No-one is lobbying to knock down its steeple, like poor relations of Reformation icon-smashers or the cultural cleansers of the Chinese Revolution. Far from demanding it resembles an industrial incinerator devoid of any ‘offensive’ character, all faiths and none are sharing this beautiful inside and outside space for their funerals.  

3 thoughts on “No stripping of the altars here

  1. Whither consecrated woodland burial sites? | The Good Funeral Guide

    […] Meanwhile, traditional cemeteries from Clitheroe Cemetery in Lancashire to London’s New Southgate Cemetery have established wooded areas for people who wish to have more natural surroundings. Here. […]

  2. Charles Cowling

    Belated reply, GM. Good to learn of your take on this subject. It’s so refreshing to see avoidance of unnecessary ‘us and them’ divisions. Common purpose.

    Charles Cowling
  3. Charles Cowling
    gloria mundi

    This is good to read. I envy the people of Southgate and environs. One of the two I most frequently work at is a dump – disgraceful really, the council should be ashamed of itself.

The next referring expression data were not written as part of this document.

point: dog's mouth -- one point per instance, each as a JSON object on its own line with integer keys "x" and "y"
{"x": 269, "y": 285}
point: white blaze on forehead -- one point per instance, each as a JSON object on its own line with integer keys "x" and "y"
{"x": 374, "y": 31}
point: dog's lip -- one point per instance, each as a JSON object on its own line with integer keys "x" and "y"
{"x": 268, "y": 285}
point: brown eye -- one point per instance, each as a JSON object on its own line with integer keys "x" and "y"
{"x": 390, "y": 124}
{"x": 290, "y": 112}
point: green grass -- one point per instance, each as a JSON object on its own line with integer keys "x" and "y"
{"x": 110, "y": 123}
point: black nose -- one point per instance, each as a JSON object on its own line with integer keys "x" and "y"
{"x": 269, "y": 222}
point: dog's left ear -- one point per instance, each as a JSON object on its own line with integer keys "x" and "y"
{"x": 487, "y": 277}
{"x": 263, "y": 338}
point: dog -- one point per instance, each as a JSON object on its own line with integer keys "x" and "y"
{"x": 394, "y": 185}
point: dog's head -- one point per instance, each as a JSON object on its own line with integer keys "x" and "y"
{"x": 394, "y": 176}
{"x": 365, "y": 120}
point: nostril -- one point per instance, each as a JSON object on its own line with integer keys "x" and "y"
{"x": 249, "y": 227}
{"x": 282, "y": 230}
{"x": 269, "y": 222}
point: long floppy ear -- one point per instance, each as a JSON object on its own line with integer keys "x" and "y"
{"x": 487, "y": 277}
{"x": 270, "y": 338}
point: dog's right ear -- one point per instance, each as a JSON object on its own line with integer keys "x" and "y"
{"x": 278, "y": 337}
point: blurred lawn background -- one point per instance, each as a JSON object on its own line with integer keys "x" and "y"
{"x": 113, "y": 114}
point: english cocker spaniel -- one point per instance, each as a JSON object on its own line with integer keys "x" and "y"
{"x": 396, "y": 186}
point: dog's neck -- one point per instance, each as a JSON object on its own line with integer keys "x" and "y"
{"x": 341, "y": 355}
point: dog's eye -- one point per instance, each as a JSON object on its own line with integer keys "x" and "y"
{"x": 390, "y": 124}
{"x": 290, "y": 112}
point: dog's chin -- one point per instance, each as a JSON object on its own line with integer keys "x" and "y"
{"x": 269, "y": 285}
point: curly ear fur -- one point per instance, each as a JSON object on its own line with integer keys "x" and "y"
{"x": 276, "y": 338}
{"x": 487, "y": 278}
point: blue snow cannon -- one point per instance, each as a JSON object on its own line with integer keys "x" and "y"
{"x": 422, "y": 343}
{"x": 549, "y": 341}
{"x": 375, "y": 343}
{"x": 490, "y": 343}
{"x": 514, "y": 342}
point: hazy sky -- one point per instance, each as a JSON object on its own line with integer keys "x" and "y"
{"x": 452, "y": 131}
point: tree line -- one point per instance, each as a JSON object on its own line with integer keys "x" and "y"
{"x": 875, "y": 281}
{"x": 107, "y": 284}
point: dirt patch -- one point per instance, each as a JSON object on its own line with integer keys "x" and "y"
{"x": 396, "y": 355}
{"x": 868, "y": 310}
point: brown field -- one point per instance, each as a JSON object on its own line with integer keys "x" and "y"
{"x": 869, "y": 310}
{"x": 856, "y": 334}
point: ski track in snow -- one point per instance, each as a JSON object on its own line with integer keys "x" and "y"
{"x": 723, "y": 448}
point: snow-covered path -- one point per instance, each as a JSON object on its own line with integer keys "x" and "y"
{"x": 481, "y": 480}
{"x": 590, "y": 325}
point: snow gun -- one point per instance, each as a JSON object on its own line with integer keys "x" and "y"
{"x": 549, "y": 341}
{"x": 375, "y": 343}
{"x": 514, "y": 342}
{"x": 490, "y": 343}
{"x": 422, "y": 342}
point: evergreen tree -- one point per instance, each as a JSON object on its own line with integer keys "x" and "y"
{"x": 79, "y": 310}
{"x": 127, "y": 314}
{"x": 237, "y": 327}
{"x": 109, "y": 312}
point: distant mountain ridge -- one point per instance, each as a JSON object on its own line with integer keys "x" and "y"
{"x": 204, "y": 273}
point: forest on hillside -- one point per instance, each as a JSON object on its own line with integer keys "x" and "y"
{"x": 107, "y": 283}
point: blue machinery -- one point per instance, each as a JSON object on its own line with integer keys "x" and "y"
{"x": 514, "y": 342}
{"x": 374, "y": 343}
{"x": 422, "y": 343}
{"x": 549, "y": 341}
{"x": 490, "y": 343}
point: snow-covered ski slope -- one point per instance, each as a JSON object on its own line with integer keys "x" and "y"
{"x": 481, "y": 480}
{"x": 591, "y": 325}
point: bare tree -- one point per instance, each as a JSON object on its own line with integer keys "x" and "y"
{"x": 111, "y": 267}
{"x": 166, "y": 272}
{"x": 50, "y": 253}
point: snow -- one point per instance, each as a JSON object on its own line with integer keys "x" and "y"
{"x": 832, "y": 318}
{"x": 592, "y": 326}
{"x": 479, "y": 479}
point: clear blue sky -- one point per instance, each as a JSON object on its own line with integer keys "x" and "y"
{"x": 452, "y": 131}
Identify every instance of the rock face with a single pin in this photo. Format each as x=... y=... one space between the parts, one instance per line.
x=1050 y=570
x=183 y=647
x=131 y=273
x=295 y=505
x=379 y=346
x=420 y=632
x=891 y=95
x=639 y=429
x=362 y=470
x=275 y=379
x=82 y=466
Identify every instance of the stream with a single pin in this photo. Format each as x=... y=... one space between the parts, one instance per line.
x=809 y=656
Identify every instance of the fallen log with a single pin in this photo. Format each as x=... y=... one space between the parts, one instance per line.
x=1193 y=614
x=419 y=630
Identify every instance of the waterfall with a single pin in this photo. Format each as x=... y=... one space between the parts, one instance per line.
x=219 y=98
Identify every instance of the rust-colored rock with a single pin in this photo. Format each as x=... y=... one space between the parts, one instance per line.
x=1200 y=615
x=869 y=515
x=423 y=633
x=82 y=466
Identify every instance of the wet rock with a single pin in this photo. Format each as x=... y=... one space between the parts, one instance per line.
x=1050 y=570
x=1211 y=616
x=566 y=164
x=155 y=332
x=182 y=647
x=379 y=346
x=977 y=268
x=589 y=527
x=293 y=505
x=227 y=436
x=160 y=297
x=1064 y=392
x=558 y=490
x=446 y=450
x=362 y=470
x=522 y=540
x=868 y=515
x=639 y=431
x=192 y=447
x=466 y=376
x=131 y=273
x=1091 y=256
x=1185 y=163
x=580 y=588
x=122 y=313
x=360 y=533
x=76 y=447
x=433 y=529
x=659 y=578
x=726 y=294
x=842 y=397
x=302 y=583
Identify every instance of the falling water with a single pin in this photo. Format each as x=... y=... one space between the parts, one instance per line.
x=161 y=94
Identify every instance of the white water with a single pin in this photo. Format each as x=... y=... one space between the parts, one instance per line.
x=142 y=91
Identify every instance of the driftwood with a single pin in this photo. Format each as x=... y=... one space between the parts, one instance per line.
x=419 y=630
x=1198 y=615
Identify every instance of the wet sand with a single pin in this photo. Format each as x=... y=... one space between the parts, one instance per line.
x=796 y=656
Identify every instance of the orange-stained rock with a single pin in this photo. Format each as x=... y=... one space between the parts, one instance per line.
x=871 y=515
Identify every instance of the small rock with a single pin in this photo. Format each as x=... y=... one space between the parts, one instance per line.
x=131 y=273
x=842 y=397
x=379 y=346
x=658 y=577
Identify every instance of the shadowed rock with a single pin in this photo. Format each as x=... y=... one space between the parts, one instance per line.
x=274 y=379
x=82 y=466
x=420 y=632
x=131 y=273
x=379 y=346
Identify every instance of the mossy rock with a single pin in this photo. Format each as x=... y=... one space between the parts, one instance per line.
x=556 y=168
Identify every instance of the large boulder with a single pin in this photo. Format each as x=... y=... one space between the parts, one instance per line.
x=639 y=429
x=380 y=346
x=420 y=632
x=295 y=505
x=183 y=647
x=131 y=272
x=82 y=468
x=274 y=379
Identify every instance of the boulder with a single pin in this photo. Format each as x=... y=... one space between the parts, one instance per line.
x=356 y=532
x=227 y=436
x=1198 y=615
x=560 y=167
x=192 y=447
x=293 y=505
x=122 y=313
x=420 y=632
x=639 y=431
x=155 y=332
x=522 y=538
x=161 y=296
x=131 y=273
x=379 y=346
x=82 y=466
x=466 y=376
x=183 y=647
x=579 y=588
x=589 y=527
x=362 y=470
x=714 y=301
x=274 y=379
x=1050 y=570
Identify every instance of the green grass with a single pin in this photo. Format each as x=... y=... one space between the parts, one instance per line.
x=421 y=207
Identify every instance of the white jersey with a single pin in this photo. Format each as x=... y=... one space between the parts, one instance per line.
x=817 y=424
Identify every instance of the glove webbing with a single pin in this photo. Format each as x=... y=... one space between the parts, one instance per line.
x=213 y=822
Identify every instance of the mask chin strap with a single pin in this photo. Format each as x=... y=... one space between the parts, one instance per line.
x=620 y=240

    It’s always seemed to me, as a secularist, obtuse and bloody-minded to ignore the fact that our culture has a predominantly Christian heritage. We should enjoy the products of such heritage where they are enjoyable ie. not in the case of a tired old sort-of-a-bit-Christian-but-not-really crem chapel, but certainly in the case of that splendid spire. A beautiful space that encourages contemplation is an invaluable asset to us all.

    I knew an atheist who said she couldn’t listen so sacred music (e.g. Bach, etcetcetcetc) because the words are “such tosh.” One can only sigh, and regret her loss.